17:26 Mickey: When you look at it from a Leader perspective, you said that the job is to Keep people evolving the question of what do we all care about, and bring to that the courage and wisdom it takes to reimagine ourselves and that includes being able to unlearn those deeply embedded habits that have become so thoughtlessly identified with that it takes work to even see them, much less unlearn them.
17:58 Mickey: Our chance for being smart about those challenges going way up in the presence of diverse points of view equally respected for all of their different contributions.
That allows us to be in this evolving ecosystem where we keep awakening to where the reimagining is called for now, rather than the Boss thing, which I think is more of the traditional approach where you get a project management office and a bunch of instructions that tells people, “you used to act like this, now you’re supposed to act like this, by the way, somebody changed the metrics and rewards and if y’all don’t act that way then we’ll find someone who can.” It’s a false simplification of the issue. It can be well meaning, but it’s mechanical. It does not fit with the nature of being human.

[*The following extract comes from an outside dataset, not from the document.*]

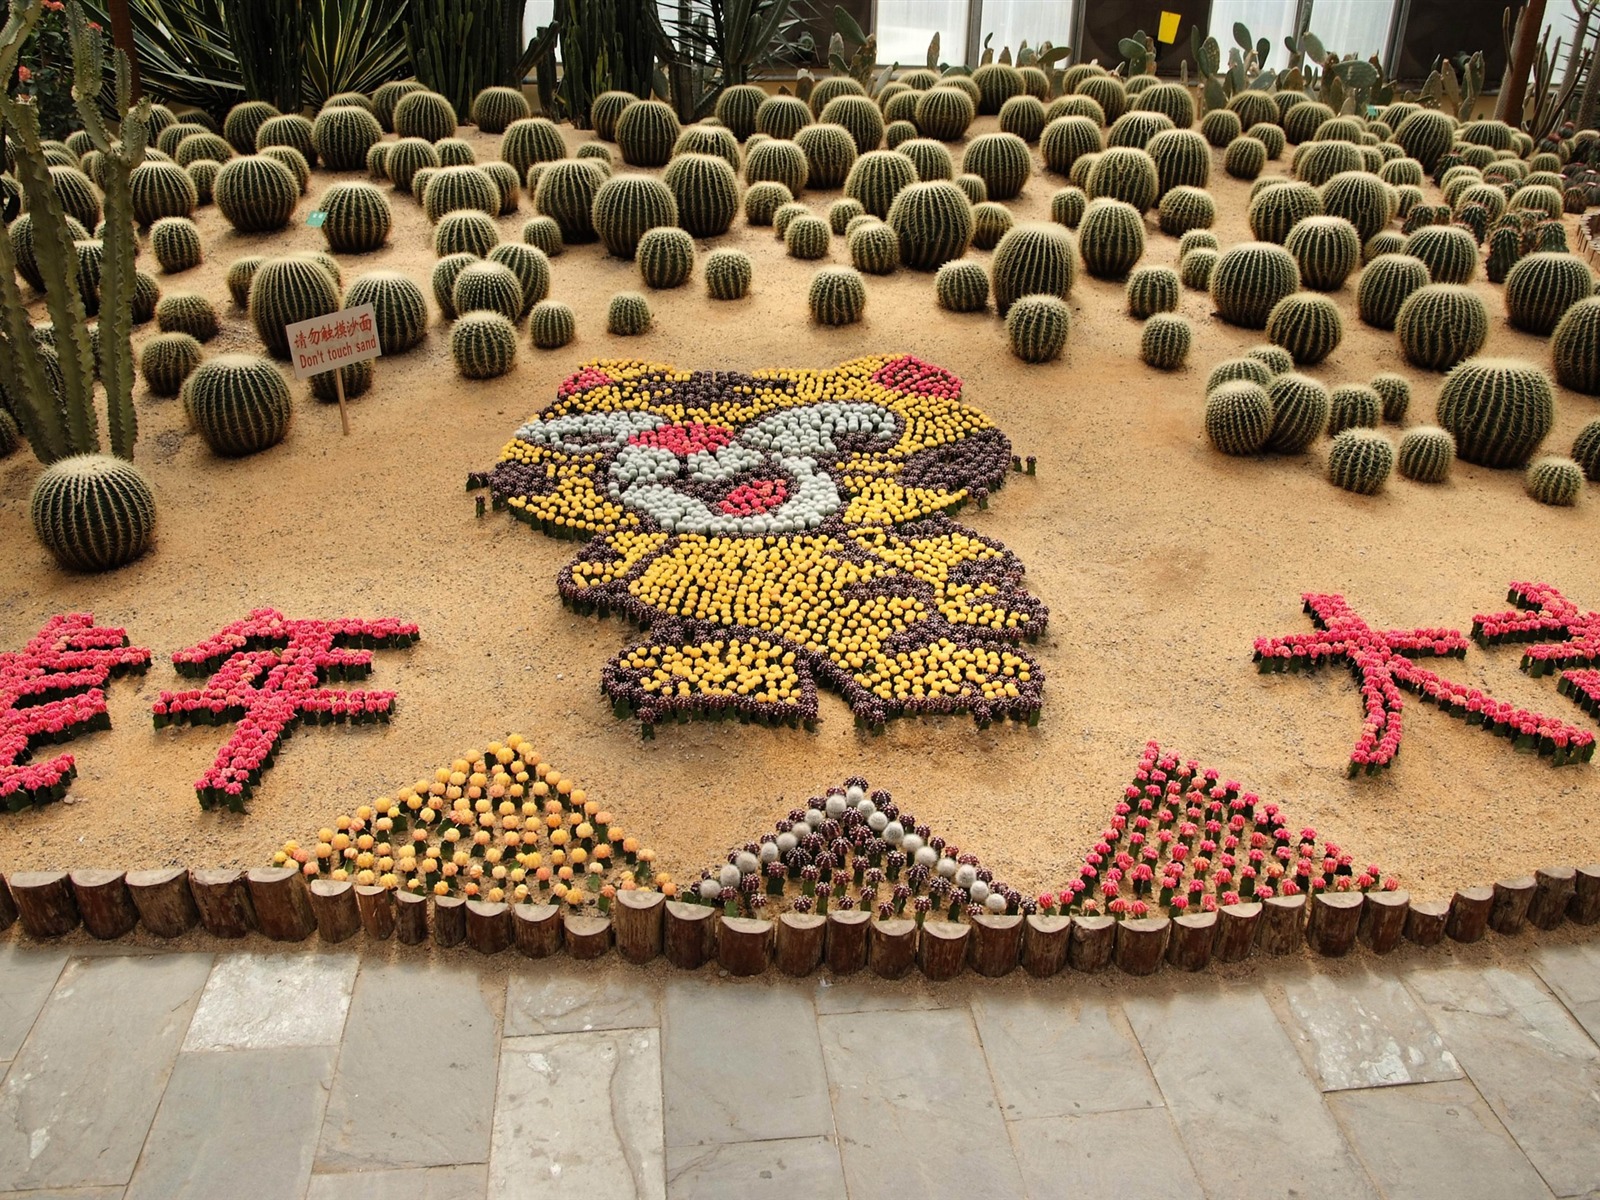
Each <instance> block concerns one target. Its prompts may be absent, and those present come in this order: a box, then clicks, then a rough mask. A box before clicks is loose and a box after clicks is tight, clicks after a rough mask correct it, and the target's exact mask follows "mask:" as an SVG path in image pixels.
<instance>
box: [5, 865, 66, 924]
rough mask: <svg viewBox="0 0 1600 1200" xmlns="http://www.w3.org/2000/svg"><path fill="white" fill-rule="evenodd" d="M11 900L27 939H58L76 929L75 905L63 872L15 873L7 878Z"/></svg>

18:53 Mickey: The Bastard cultural change leader is all extrospective and not at all introspective. So the issues are all outside of her or himself. They completely get it, but the rest of us need to change, the markets need to change, the circumstances in the company need to change.
19:30 Mickey: What do they need to reimagine as a human being? What do they need to unlearn? That somehow never seems to be a topic.
19:54 Colin: The Leader is somebody who actually understands that this is a tough time and we’re in it together, and we’re taking time to reimagine ourselves. We’re not going to race, we’re going to do this very well, and then we’re going to accelerate beyond belief. So there’s always the possibility of surprising results.
20:18 Colin: I think there are many Bastards in our organizations who look like really nice people. They are so frightened that they are holding on to the past and polishing it…and it actually makes people feel even more insecure, less valid, and lose all capacity to reimagine their identity and their organization.
20:48 Mickey: So you’re saying that Bastard may be more a function of fear than evil.
20:54 Colin: I think Bastard is typically all about fear. In fact, a Bastard in my experience has quite often got the shakiest of all identities. I don’t think there are many malicious people on the planet.